Author: Paul H. Rutherford

Experimental research on the International Thermonuclear Experimental Reactor (ITER) will go far beyond what is possible on present-day tokamaks to address new and challenging issues in the physics of reactor-like plasmas.

First and foremost, experiments in ITER will explore the physics issues of "burning plasmas" -- plasmas that are dominantly self-heated by alpha-particles created by the fusion reactions themselves.

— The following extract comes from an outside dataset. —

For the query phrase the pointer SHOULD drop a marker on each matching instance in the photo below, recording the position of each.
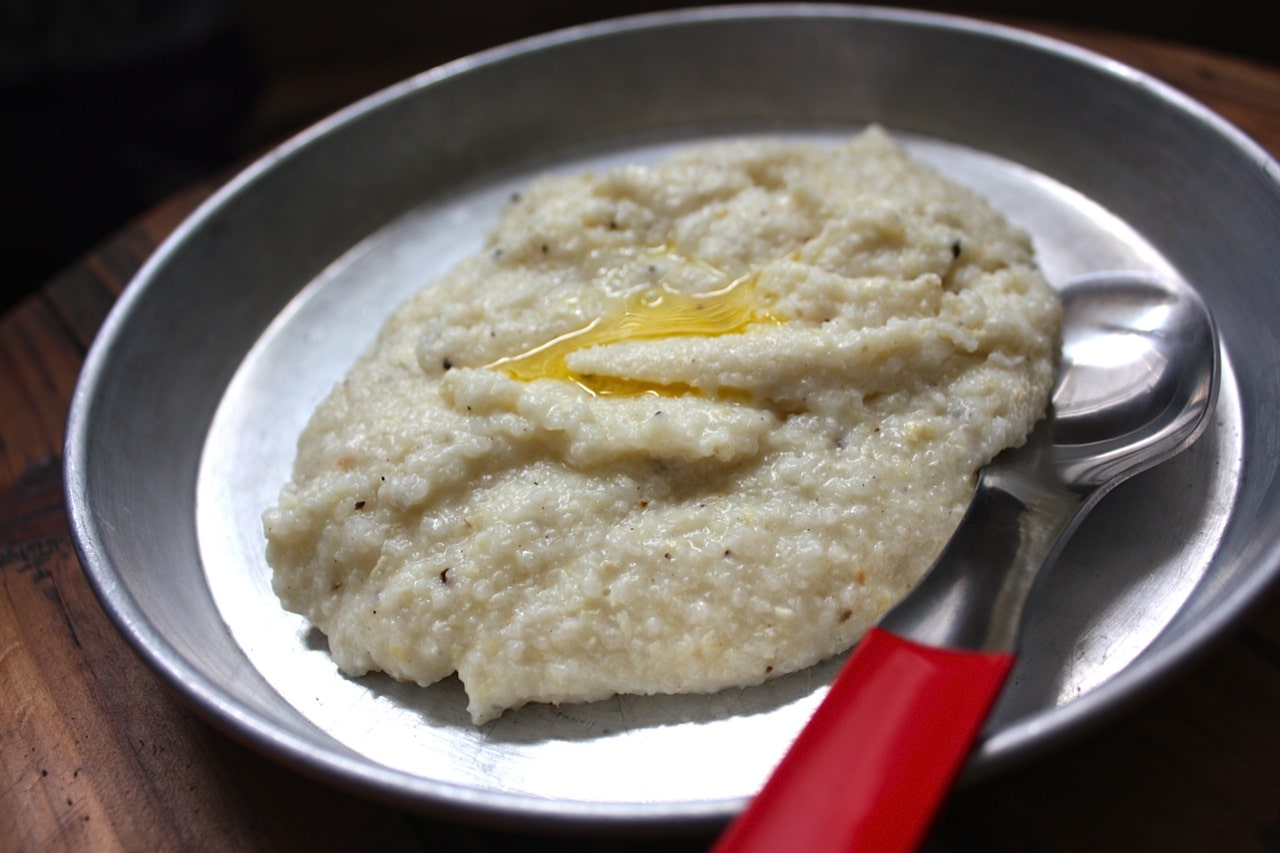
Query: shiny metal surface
(1136, 386)
(183, 424)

Such issues will include (i) new plasma-physical effects introduced by the presence within the plasma of an intense population of energetic alpha particles; (ii) the physics of magnetic confinement for a burning plasma, which will involve a complex interplay of transport, stability and an internal self-generated heat source; and (iii) the physics of very-long-pulse/steady-state burning plasmas, in which much of the plasma current is also self-generated and which will require effective control of plasma purity and plasma-wall interactions.

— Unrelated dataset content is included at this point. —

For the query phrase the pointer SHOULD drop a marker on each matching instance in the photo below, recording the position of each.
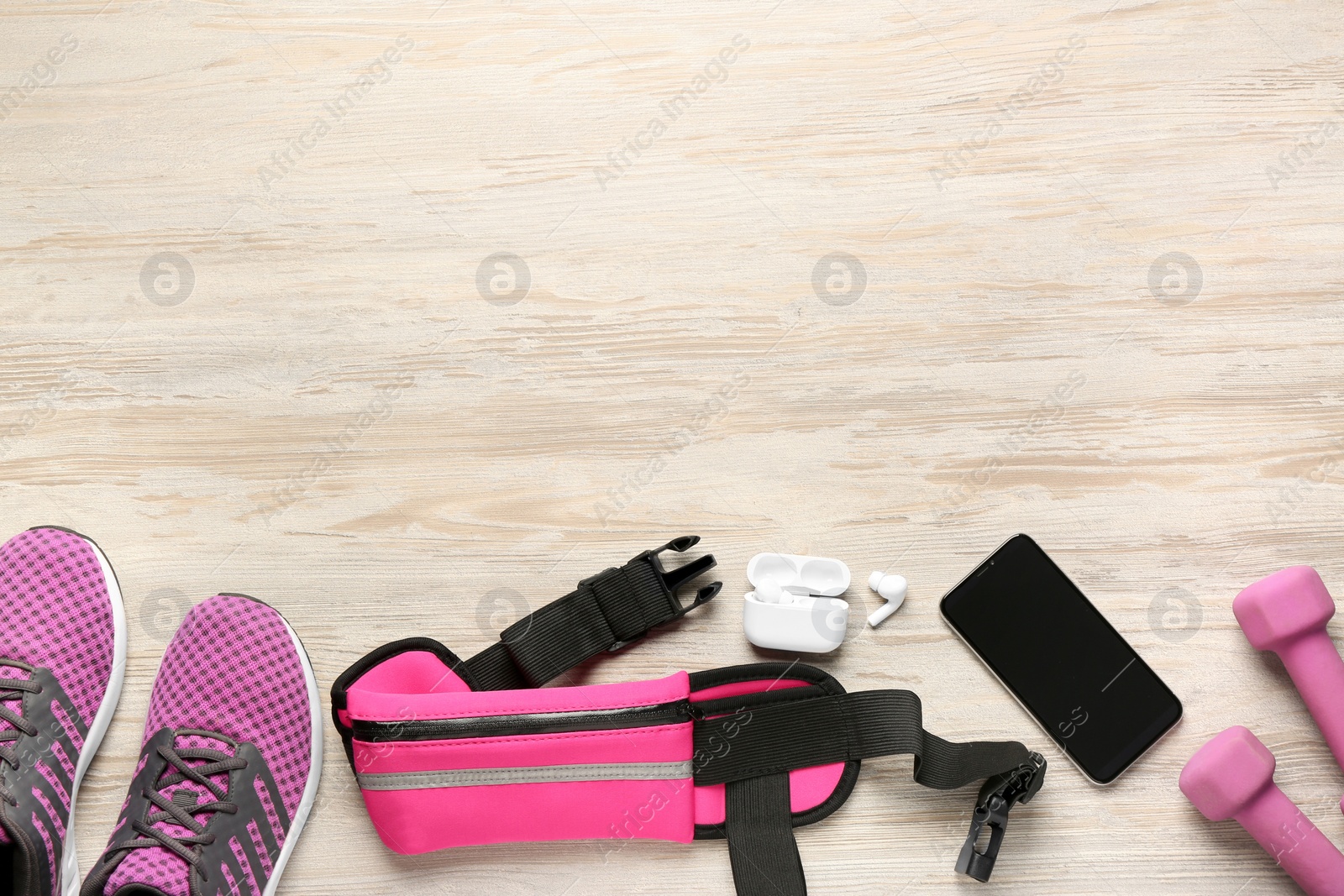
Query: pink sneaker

Achieving and sustaining burning plasma regimes in a tokamak necessarily requires plasmas that are larger than those in present experiments and have higher energy content and power flow, as well as much longer pulse length. Accordingly, the experimental program on ITER will embrace the study of issues of plasma physics and plasma-materials interactions that are specific to a reactor-scale fusion experiment. Such issues will include (i) confinement physics for a tokamak in which, for the first time, the core-plasma and the edge-plasma are simultaneously in a reactor-like regime; (ii) phenomena arising during plasma transients, including so-called "disruptions," in regimes of high plasma current and thermal energy; and (iii) physics of a "radiative divertor" designed for handling high power flow for long pulses, including novel plasma and atomic-physics effects as well as materials science of surfaces subject to intense plasma interaction.

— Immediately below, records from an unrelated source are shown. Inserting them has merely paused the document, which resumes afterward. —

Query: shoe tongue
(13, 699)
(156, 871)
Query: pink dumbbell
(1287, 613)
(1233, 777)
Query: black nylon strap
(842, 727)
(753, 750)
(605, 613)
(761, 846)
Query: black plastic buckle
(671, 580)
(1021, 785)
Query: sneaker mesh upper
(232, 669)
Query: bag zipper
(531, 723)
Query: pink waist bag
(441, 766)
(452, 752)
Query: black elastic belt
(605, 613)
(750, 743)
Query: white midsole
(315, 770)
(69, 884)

Many of the physics issues of burning plasmas, as well as issues of intense plasma-materials interactions, are generic to any magnetic confinement approach, not just the tokamak.

Experiments on ITER will be conducted by researchers in control rooms situated at major fusion laboratories around the world, linked by high-speed computer networks -- thus extending further what is already a much-acclaimed paradigm for international collaboration in science.